To compensate for too few employees, DHHS gave a no-bid contract to Alvarez & Marsal to help create a Medicaid budget. We all know how that turned out.
With the help of Alvarez & Marsal, DHHS proposed to tax the then-10 managed-care organizations (MCOs) that manage Medicaid services for mental health, developmentally disabled, and substance abuse. But we needed approval by the feds.
It was DHHS’ hope that the extra funds would be the catalyst for a federal match twice that size. Once we got the federal match, DHHS would refund the taxed dollars to the MCOs and use the federal money to pay for programs. Maybe I’m wrong, but the idea sounds like a “bait and switch.” Analogously, I have a client pay me $50,000 on January 31, 2015, the end of our fiscal year, only to refund it February 1, 2015. I would get credit for collecting the $50,000 in fiscal year 2014, but it was not a real collection. It was fake.

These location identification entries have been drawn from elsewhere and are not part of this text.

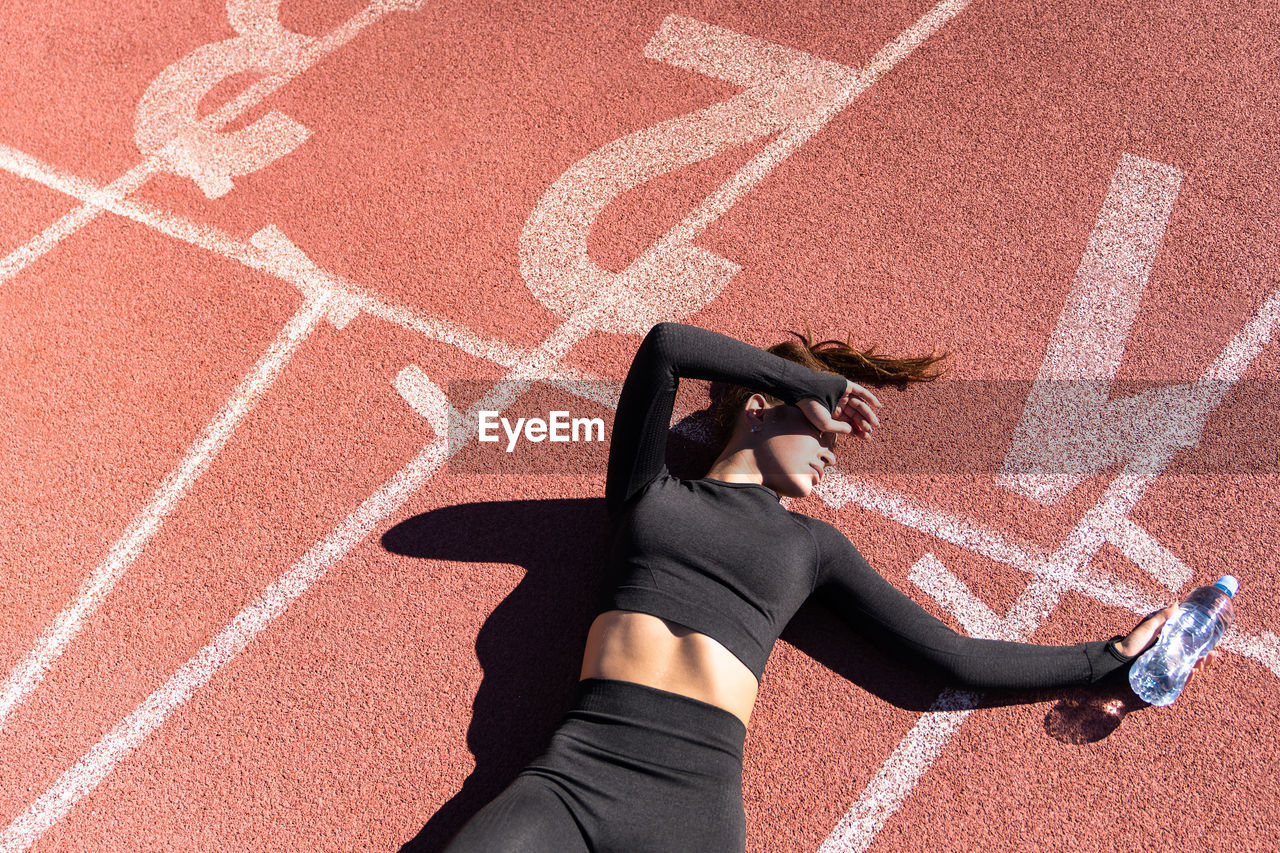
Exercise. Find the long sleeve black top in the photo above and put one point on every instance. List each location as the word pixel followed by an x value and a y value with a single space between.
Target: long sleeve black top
pixel 730 561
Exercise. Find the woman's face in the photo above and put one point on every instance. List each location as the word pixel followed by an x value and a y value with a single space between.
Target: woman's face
pixel 790 451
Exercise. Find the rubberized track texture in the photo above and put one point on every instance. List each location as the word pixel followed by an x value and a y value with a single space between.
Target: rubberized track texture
pixel 263 264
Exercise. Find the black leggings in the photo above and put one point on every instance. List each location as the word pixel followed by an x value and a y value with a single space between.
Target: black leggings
pixel 631 769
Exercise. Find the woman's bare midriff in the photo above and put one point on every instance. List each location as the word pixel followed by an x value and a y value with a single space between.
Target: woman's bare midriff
pixel 647 649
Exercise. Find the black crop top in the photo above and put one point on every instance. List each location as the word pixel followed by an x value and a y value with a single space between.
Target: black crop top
pixel 730 561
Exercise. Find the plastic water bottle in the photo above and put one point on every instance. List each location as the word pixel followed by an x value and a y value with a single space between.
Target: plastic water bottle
pixel 1160 674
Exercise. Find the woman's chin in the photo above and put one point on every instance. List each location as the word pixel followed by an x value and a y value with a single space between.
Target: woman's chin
pixel 799 486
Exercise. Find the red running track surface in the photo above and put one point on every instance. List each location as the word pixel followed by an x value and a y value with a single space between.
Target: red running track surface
pixel 252 598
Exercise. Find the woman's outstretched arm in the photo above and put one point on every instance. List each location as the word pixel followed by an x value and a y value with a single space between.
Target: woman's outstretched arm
pixel 638 443
pixel 877 609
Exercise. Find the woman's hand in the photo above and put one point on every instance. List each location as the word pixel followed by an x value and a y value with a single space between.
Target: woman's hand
pixel 1147 632
pixel 854 410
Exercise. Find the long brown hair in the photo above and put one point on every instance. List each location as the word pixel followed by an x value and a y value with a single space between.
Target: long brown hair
pixel 830 356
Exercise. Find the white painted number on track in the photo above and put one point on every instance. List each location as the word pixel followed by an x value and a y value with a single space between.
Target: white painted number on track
pixel 789 92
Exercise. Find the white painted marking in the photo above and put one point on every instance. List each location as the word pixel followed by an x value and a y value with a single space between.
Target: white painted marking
pixel 124 738
pixel 129 182
pixel 309 277
pixel 53 642
pixel 1070 429
pixel 896 778
pixel 791 94
pixel 944 587
pixel 1148 553
pixel 1068 568
pixel 167 121
pixel 426 398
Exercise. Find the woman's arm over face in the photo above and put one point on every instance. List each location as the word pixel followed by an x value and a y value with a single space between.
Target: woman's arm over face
pixel 874 607
pixel 638 443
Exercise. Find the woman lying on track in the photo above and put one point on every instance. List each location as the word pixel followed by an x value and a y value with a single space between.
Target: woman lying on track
pixel 704 575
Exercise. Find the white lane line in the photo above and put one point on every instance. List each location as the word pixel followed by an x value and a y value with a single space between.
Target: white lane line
pixel 786 142
pixel 53 642
pixel 129 182
pixel 896 778
pixel 350 295
pixel 1070 428
pixel 117 744
pixel 1147 552
pixel 976 617
pixel 1068 568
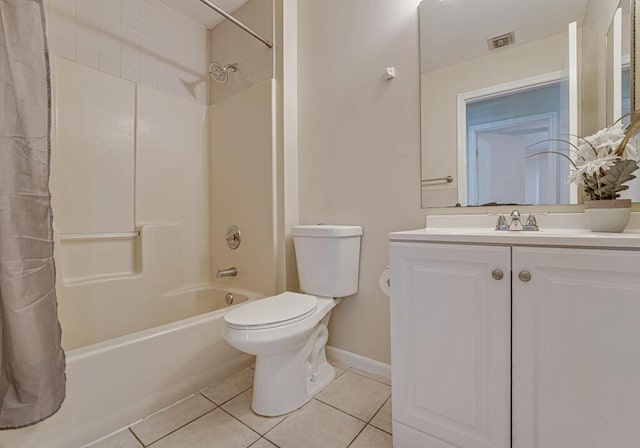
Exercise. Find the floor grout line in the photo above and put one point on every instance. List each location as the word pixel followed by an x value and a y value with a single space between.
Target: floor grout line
pixel 367 422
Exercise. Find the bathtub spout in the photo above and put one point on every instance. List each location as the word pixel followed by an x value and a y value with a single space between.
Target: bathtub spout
pixel 230 272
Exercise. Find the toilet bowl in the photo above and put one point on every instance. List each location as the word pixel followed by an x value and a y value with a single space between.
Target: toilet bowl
pixel 288 332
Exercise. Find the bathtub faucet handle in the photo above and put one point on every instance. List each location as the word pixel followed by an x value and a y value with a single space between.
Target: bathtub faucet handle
pixel 229 272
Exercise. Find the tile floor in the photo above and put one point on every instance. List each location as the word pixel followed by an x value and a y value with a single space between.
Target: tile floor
pixel 354 411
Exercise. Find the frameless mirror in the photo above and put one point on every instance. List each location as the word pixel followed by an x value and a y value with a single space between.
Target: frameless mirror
pixel 500 91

And the feds knew it. The answer was, “No.”
Sen. Bob Rucho, R-Mecklenburg, said the information presented Wednesday should have been made available months ago, and he noted that it’s still not detailed enough for a forecast.
“When will we get the numbers that we need to have so that we can have a good budget number?” asked Rucho. And his question is not an anomaly. He is not alone.
“I’ve asked them every time I’ve had the opportunity, and I’m astounded that a $13 billion organization does not have budget numbers,” said Sen. Tommy Tucker (R-Waxhaw), one of the more outspoken members of the Joint Legislative Oversight Committee on Health and Human Services.
Medicaid Chief Financial Officer Rod Davis told Senator Ralph Hise that his department has an idea of how much they’ve paid to providers, but that they can’t forecast what’s to come.
“Would it be like saying we know what checks we wrote, we just don’t know what we’ve paid for,” Hise asked.
Going back to my question:
How can we expect the General Assembly to create a “knowable” and “concrete” Medicaid budget when the Department of Health and Human Services (DHHS) cannot provide the General Assembly with accurate data?
Are we putting too much pressure on the General Assembly and not on DHHS?
The General Assembly is responsible for creating a Medicaid budget. But how can we hold the General Assembly to create an accurate Medicaid budget if the “single state agency,” DHHS, charged with managing Medicaid cannot provide the General Assembly with accurate data???
Here is my political soapbox: We have a Republican General Assembly and we have a Republican governor. Shouldn’t the General Assembly and the governor be on the same side???? Perhaps it’s more than politics. Perhaps it’s more than a donkey and an elephant.
Otherwise with a Republican General Assembly and a Republican Governor, there should be no tension between the “balance of the powers.” Yet there is.
Let’s put lipstick on a pig:
By the way, whoever created the saying “Are we just putting lipstick on an 800 lbs. pig?” obviously did not own a pig. Because Oink did NOT enjoy getting lipstick on her snout. In fact, she squealed like a pig.